Slavko Vincic, el árbitro que dirigió la final del Mundial 2026 entre Argentina y España, rompió el silencio tras poner fin a su carrera arbitral y abordó dos episodios que marcaron su trayectoria.
Esos sucesos son la conversación que sostuvo con Lionel Messi durante el partido decisivo en Norteamérica y el controvertido episodio de 2020 en el que terminó detenido en Bosnia y Herzegovina.
En una entrevista concedida al medio esloveno Sport, el juez de 46 años prefirió mantener en reserva el contenido del intercambio que tuvo con el capitán argentino en plena final, aunque destacó su comportamiento dentro del campo de juego.
“¿Mi charla con Messi? Dejaré esa conversación en la cancha, pero puedo decir que se comportó de manera deportivamente correcta“, afirmó el esloveno.
Vincic también hizo un balance de su desempeño en el encuentro que definió al campeón del mundo, asegurando que la mayor dificultad fue manejar la presión que implicaba dirigir el partido más importante de su carrera.

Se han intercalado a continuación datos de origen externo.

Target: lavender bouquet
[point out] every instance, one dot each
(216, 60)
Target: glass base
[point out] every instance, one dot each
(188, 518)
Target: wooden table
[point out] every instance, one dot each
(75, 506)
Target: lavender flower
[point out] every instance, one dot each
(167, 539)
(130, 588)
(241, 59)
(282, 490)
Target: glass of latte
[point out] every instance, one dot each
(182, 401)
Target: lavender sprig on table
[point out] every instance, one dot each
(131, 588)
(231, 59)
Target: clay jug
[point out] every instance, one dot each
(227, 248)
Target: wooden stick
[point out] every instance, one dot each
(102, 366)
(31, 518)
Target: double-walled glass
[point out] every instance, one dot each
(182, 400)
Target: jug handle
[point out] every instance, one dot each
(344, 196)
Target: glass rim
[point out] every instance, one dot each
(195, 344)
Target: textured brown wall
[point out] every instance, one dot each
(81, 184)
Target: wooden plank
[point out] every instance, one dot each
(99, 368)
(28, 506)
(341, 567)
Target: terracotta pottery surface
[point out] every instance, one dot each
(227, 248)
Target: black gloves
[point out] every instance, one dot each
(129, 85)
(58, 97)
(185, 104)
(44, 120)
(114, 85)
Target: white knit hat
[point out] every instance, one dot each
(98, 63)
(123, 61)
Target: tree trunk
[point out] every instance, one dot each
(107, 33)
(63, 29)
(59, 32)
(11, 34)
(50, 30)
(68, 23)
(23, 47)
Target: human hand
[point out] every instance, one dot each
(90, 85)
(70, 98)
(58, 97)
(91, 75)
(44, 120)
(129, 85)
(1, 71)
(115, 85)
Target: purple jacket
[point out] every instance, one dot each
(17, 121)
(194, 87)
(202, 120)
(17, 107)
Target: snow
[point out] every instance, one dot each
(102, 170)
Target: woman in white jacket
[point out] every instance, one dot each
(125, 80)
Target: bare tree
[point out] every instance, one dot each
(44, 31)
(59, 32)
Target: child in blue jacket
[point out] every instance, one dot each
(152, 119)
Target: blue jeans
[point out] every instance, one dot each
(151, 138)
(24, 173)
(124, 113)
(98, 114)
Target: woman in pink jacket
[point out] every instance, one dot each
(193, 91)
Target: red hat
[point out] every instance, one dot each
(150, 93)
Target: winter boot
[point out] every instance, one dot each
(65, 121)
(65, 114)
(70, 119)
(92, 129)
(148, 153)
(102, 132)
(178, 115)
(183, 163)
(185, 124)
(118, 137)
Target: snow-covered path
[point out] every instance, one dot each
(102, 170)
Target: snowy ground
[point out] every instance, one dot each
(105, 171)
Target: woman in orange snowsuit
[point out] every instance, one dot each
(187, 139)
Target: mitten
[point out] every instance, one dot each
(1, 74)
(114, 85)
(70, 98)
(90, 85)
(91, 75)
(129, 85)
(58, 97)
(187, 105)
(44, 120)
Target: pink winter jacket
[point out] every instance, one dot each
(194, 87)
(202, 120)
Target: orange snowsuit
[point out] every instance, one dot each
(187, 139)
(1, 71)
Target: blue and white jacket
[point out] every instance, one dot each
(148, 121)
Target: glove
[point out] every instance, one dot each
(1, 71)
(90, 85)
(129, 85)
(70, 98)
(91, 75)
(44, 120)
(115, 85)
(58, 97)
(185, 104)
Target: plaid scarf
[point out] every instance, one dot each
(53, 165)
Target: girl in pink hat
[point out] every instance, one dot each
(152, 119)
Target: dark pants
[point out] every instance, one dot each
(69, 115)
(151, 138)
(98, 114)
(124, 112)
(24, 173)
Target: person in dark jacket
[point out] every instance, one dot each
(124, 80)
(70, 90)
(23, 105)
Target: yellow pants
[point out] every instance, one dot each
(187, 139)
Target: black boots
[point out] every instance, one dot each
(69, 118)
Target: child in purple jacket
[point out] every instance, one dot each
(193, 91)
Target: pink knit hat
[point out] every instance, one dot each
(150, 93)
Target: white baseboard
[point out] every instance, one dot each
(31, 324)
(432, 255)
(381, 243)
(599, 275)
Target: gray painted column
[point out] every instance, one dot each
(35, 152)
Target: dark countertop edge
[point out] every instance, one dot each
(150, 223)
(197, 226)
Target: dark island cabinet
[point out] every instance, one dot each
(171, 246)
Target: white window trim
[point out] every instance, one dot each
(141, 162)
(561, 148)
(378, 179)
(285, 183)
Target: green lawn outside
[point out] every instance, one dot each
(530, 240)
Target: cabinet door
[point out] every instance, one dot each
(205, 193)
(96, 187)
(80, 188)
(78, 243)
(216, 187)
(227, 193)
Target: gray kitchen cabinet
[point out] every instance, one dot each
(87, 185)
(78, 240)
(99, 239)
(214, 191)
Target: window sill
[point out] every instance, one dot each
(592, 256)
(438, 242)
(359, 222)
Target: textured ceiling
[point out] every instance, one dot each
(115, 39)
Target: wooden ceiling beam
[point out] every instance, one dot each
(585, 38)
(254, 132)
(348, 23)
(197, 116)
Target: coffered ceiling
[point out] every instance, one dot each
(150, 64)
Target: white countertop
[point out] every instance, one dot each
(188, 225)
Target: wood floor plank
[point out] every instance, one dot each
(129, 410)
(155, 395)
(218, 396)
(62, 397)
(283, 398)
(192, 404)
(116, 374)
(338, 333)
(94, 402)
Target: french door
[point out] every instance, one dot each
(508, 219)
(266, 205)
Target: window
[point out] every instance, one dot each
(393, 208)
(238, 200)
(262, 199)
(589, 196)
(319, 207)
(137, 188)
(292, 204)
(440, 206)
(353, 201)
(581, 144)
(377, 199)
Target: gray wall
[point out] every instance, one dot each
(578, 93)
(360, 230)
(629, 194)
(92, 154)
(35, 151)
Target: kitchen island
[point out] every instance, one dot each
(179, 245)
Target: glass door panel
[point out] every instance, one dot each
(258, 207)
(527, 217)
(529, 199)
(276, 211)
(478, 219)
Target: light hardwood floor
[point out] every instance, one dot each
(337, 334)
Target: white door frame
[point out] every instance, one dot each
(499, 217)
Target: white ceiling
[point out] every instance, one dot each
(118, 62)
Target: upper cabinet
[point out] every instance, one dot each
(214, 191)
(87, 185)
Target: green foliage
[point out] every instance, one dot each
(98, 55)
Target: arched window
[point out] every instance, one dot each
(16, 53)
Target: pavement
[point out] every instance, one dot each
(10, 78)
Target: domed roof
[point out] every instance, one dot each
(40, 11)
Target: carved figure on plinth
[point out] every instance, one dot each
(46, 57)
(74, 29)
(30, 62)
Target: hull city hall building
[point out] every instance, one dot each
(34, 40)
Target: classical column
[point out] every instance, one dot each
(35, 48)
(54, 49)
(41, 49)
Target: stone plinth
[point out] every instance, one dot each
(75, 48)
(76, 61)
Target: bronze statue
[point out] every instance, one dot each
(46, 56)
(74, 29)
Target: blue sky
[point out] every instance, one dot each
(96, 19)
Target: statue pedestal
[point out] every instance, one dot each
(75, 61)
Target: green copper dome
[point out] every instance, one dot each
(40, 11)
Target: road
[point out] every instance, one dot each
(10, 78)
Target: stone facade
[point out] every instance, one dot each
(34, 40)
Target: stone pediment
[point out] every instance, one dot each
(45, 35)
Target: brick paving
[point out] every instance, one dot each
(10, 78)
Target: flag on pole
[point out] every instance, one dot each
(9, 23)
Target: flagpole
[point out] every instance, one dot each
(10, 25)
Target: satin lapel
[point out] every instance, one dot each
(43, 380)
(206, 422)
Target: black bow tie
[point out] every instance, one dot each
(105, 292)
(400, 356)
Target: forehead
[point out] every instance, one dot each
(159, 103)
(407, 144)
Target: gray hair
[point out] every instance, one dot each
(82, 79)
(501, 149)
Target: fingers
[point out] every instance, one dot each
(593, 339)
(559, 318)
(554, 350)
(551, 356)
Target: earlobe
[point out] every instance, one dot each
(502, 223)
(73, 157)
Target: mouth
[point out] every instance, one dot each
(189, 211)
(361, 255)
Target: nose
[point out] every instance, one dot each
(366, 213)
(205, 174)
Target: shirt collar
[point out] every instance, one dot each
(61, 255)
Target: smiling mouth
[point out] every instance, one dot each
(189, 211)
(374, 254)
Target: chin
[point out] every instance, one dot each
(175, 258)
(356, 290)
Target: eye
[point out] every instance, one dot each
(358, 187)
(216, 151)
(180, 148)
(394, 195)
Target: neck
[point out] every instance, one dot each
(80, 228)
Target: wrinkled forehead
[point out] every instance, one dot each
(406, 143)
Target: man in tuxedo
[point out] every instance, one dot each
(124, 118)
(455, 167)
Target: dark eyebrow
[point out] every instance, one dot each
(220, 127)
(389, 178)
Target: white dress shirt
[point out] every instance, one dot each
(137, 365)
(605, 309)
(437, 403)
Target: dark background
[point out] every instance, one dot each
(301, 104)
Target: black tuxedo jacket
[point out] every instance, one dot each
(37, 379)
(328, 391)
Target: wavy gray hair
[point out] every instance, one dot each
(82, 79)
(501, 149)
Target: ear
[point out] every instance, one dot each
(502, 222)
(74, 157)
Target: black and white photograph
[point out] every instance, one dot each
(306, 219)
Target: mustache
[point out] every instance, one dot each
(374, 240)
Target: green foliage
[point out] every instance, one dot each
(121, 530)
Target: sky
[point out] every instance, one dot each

“La responsabilidad es enorme cuando toda tu carrera arbitral se reduce a un solo partido“, comentó.
Además, defendió las decisiones adoptadas por su equipo arbitral durante los 120 minutos de juego, incluida la expulsión por doble tarjeta amarilla de Enzo Fernández antes del final del tiempo reglamentario.
“No fuimos tema de conversación después del partido, lo que demuestra que hicimos bien nuestro trabajo en general. Creo que nuestra estrategia arbitral fue la correcta”, sostuvo.
Recordó el episodio que lo llevó a prisión
Durante la entrevista, Vincic también fue consultado por el polémico episodio de 2020, cuando fue detenido en Bosnia y Herzegovina en el marco de una investigación por prostitución, narcotráfico y tráfico de armas.
El árbitro reiteró que nunca estuvo vinculado a esos delitos y aseguró que todo ocurrió tras aceptar una invitación que terminó convirtiéndose en un grave problema.
“No tengo nada que ver con eso. Acepté una invitación para almorzar, que resultó ser mi mayor error. Me arrepiento“, aclaró.
Finalmente, el esloveno confesó que su designación para arbitrar la final del Mundial también lo tomó por sorpresa, aunque luego la asumió como el mayor reconocimiento de su carrera.
“Al principio me sorprendí. Pero luego sentí orgullo por nuestro equipo, que iba a representar a Eslovenia en un escenario tan importante, en el mayor evento deportivo del mundo”, cerró.